Stated plainly, not softened.
Out-of-cohort generalisation is not claimed. Harmonised ELSA/CHARLS cross-cohort files are not on disk; out-of-cohort transfer would need them acquired and Langa-Weir-mapped — buildable, not done, stated as a limitation rather than softened. Separately and more fundamentally, no ADAMS clinical ground truth is on disk — label bias and biology cannot be decomposed. Two different limits: a transfer-generalisation gap and a label-validity gap.
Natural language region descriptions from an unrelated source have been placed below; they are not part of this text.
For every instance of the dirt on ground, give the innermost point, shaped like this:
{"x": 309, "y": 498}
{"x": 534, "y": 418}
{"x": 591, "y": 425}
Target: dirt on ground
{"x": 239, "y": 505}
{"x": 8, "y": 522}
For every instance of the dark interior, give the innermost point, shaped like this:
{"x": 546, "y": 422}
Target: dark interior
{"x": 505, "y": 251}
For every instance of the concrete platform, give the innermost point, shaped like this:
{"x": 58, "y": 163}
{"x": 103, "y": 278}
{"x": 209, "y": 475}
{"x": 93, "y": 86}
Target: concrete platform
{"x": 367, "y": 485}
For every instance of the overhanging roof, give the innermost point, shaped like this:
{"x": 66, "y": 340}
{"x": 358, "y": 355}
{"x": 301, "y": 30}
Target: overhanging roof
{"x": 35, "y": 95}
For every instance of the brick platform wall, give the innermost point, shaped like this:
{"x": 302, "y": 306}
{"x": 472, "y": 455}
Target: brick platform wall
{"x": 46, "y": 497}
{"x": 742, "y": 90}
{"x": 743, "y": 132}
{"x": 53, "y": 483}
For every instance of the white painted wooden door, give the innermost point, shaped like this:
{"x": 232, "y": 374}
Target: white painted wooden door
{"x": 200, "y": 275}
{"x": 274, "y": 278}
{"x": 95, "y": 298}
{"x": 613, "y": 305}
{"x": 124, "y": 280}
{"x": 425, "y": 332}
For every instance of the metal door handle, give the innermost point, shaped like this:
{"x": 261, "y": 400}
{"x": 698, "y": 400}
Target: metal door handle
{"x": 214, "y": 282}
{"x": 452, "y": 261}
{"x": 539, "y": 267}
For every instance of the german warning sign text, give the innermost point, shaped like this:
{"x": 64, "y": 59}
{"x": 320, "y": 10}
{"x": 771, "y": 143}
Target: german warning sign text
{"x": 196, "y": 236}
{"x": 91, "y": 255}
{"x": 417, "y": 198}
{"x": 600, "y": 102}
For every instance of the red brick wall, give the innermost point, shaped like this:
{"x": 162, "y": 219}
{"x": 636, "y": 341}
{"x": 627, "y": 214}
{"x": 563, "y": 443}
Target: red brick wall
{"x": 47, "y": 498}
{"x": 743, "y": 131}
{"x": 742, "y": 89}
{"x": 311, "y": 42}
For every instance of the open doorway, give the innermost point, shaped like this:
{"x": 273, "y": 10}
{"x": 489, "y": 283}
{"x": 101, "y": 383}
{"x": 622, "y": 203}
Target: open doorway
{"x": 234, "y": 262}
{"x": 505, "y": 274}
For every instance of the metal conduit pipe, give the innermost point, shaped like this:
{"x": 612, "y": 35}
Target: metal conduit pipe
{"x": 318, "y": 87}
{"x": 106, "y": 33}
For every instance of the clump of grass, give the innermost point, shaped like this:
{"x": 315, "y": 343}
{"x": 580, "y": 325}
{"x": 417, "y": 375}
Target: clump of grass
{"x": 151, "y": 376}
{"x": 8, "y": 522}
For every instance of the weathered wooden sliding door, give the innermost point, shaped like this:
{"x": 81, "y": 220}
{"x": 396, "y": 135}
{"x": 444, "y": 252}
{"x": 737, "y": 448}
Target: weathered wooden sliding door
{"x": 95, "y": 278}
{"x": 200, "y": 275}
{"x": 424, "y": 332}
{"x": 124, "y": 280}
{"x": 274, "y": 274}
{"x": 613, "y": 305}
The t+2 (~4-year) horizon is deferred, not reported. It needs its own 4-year competing-risk and informative-attrition treatment; the substrate is horizon-parameterized so it remains a flagged future excursion.
Complexity and recalibration are cleanly ruled out — this is the ADM thesis. Penalization, gradient boosting, and recalibration each add a real but sub-0.02-AUROC gain with no decision-relevant calibration improvement over the simple rung. That is a genuine negative kept in the record because it is the point.
What this contributes, honestly stated.
- A cognition-only discrete-time logistic, calibrated to the Langa-Weir silver label, with trustworthy 2-year dementia-risk probabilities — calibration slope 0.89, confirmed not a one-wave fluke by person-grouped cross-validation (slope 1.00).
- The simplicity is the result. Penalization, gradient boosting, and recalibration each buy a small, statistically real, sub-decision-bar AUROC gain and no decision-relevant calibration improvement. The right-fidelity model is the simple one.
- Death-as-competing-risk matters for absolute incidence. Censoring death as random overstates 2-year risk by ~7% overall and ~14% in the high-risk CIND stratum. The relative correction is real; the absolute level remains optimistic by selection.
- Emergent subgroup unfairness, calibrated to a biased label. The demographics-blind model is aggregate-fair but differentially over-confident for Black, Hispanic, and less-educated respondents — while calibrated to a label that itself over-diagnoses those same groups. Two failure modes stack; the gap is part case-mix, part real.
- Every claim is to the silver label, every metric is optimistic for the highest-risk by self-respondent selection, every number reproduces byte-identically, and the negatives are kept in the record — the calibrated-honesty discipline this Validation tier exists to demonstrate, ahead of the gated ALS/AD cohorts (PRO-ACT, ADNI) where the flagship clinical contribution will live.
This is the mission’s first Validation/Benchmark study — public-data, openly shown, ahead of the access-gated cohorts. The destination hasn’t changed: calibrated individual prognosis for ALS and Alzheimer’s on the datasets built for that purpose. This is the on-ramp to it, built on data anyone can check.
← Back to ResearchEvery number is checkable.
Data. All datasets are public and locked by sha256 checksum: the RAND HRS Longitudinal file 1992–2022 v1 (NIA / University of Michigan) and the Langa-Weir Classification of Cognitive Function 1995–2022 (Kenneth Langa and David Weir). No other data enters any result.
Reproduction. Each of the eight investigations regenerates its results from scratch on every run. A reproduction harness runs each investigation twice and asserts byte-identical output — if any number here drifts from what the scripts produce, it is immediately visible. The full code, research protocol, and per-investigation provenance (sha256-locked inputs, script checksums, wall-clock run times) are available on request.
Method. Discrete-time pooled-logistic hazard model; elastic-net penalization; HistGBM; discrete-time multinomial for competing risks; person-cluster bootstrap confidence intervals; grouped person-CV. Full method and per-investigation caveats are in each investigation’s analysis.md / scenario.md. Analog-band source: Stephan BCM et al., “Discriminative performance of externally validated dementia risk prediction models: a systematic review and meta-analysis,” BMC Medicine 2026;24(1), doi:10.1186/s12916-026-04652-y.